Date: Mon, 10 Jun 2024 16:41:04 UTC

Severity: normal

Found in version 30.0.50

Done: Eli Zaretskii <eliz <at> gnu.org>

Bug is archived. No further changes may be made.

To add a comment to this bug, you must first unarchive it, by sending
a message to control AT debbugs.gnu.org, with unarchive 71477 in the body.
You can then email your comments to 71477 AT debbugs.gnu.org in the normal way.

Toggle the display of automated, internal messages from the tracker.

View this report as an mbox folder, status mbox, maintainer mbox


Report forwarded to bug-gnu-emacs <at> gnu.org:
bug#71477; Package emacs. (Mon, 10 Jun 2024 16:41:04 GMT) Full text and rfc822 format available.

Acknowledgement sent to Po Lu <luangruo <at> yahoo.com>:
New bug report received and forwarded. Copy sent to bug-gnu-emacs <at> gnu.org. (Mon, 10 Jun 2024 16:41:04 GMT) Full text and rfc822 format available.

Message #5 received at submit <at> debbugs.gnu.org (full text, mbox):

From: Po Lu <luangruo <at> yahoo.com>
To: bug-gnu-emacs <at> gnu.org
Subject: 30.0.50; Lock files are not deleted on Windows 98
Date: Mon, 10 Jun 2024 23:07:38 +0800
With lock files enabled, type C-x C-f C:/WINDOWS/Application Data/.emacs
RET, modify the file, and type C-x C-f, whereupon such a warning will be
displayed:

Warning (unlock-file): Invalid argument, `~/.emacs', ignored

I don't recall whether it was because lock files were disabled on the
same machine that this issue wasn't present in Emacs 28.1, or it was
because the issue was introduced in a subsequent release.




Information forwarded to bug-gnu-emacs <at> gnu.org:
bug#71477; Package emacs. (Mon, 10 Jun 2024 18:56:03 GMT) Full text and rfc822 format available.
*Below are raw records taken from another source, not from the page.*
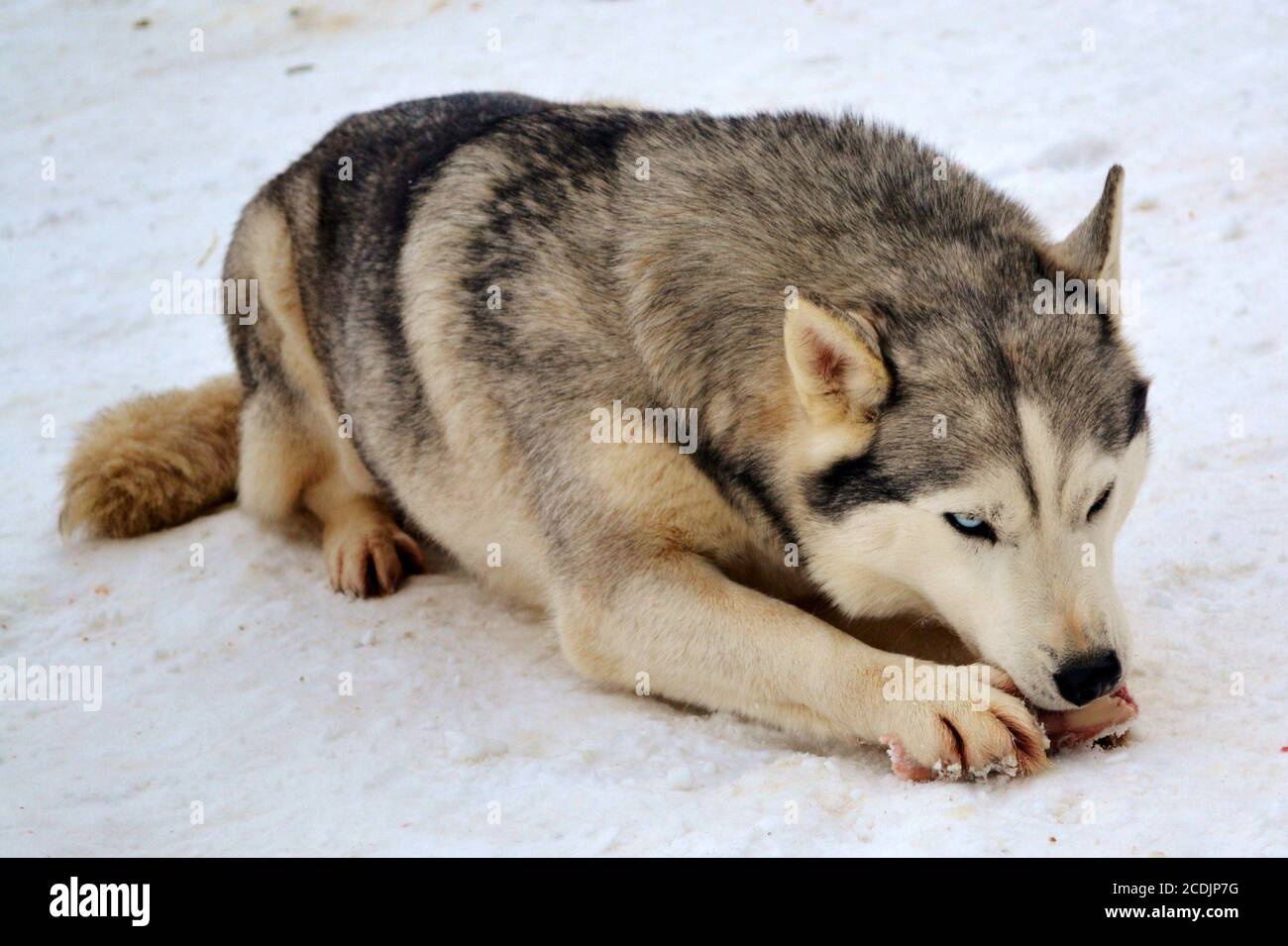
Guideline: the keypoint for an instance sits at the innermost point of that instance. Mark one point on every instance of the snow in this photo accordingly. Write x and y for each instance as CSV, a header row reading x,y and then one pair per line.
x,y
465,731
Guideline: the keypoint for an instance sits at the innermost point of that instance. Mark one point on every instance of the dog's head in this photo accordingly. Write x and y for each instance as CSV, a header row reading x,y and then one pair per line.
x,y
975,456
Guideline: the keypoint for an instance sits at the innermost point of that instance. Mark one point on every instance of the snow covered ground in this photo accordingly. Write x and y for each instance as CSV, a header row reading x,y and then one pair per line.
x,y
467,732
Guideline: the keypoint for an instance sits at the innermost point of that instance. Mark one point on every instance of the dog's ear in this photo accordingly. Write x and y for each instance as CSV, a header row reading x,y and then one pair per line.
x,y
1094,246
835,361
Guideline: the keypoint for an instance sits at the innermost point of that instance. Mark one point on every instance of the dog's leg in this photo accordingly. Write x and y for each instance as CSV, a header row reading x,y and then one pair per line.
x,y
366,553
682,630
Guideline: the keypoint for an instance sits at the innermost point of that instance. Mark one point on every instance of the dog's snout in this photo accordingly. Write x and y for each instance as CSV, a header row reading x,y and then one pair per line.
x,y
1089,676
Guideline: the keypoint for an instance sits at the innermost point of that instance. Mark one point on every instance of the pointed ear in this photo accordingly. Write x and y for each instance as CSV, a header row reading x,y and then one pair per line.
x,y
1094,246
835,362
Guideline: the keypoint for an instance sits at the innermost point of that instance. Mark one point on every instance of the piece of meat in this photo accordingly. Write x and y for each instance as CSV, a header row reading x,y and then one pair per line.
x,y
1102,721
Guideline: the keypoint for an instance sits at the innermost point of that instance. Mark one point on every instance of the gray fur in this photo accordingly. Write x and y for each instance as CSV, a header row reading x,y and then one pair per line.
x,y
673,293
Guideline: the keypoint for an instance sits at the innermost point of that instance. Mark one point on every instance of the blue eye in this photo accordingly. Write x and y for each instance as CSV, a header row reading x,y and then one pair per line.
x,y
970,525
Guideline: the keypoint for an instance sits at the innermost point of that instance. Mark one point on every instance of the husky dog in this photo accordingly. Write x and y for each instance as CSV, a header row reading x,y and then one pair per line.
x,y
887,425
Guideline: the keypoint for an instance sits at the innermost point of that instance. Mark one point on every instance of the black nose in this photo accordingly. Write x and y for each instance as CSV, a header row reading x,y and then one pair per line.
x,y
1089,676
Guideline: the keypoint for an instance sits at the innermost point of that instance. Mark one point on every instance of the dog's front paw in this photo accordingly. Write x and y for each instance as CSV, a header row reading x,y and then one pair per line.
x,y
954,739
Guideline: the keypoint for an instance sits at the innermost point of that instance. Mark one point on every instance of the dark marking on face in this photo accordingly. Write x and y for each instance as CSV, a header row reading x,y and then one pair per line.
x,y
853,481
1136,417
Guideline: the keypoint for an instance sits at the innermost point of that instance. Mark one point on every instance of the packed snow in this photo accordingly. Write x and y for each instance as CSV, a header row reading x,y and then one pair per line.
x,y
249,709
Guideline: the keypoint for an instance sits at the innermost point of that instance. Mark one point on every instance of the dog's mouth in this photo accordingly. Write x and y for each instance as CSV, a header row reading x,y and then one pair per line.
x,y
1102,722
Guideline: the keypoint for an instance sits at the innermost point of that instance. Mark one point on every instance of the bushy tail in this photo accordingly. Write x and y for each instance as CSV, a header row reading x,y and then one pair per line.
x,y
154,463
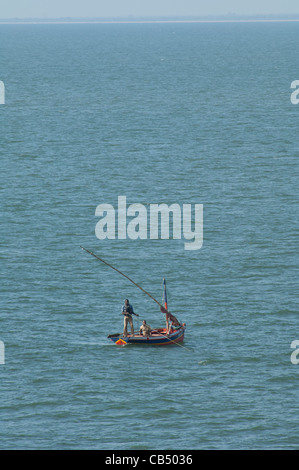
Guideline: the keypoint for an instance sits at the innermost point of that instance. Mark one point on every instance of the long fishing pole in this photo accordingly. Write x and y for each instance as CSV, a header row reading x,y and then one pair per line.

Message #8 received at 71477 <at> debbugs.gnu.org (full text, mbox):

From: Eli Zaretskii <eliz <at> gnu.org>
To: Po Lu <luangruo <at> yahoo.com>
Cc: 71477 <at> debbugs.gnu.org
Subject: Re: bug#71477: 30.0.50; Lock files are not deleted on Windows 98
Date: Mon, 10 Jun 2024 20:44:30 +0300
> Date: Mon, 10 Jun 2024 23:07:38 +0800
> From:  Po Lu via "Bug reports for GNU Emacs,
>  the Swiss army knife of text editors" <bug-gnu-emacs <at> gnu.org>
> 
> With lock files enabled, type C-x C-f C:/WINDOWS/Application Data/.emacs
> RET, modify the file, and type C-x C-f, whereupon such a warning will be
> displayed:
> 
> Warning (unlock-file): Invalid argument, `~/.emacs', ignored

I don't have access to Windows 9X anymore, and there's no such
directory on the Windows system to which I do have access.  So either
you or someone will show a recipe that can be reproduced and debugged
on a more modern system, or you dig into the EINVAL on that system and
tell more details to understand what happens, or we just dismiss this
bug alone with "moreinfo" tag (after all, this is just a warning).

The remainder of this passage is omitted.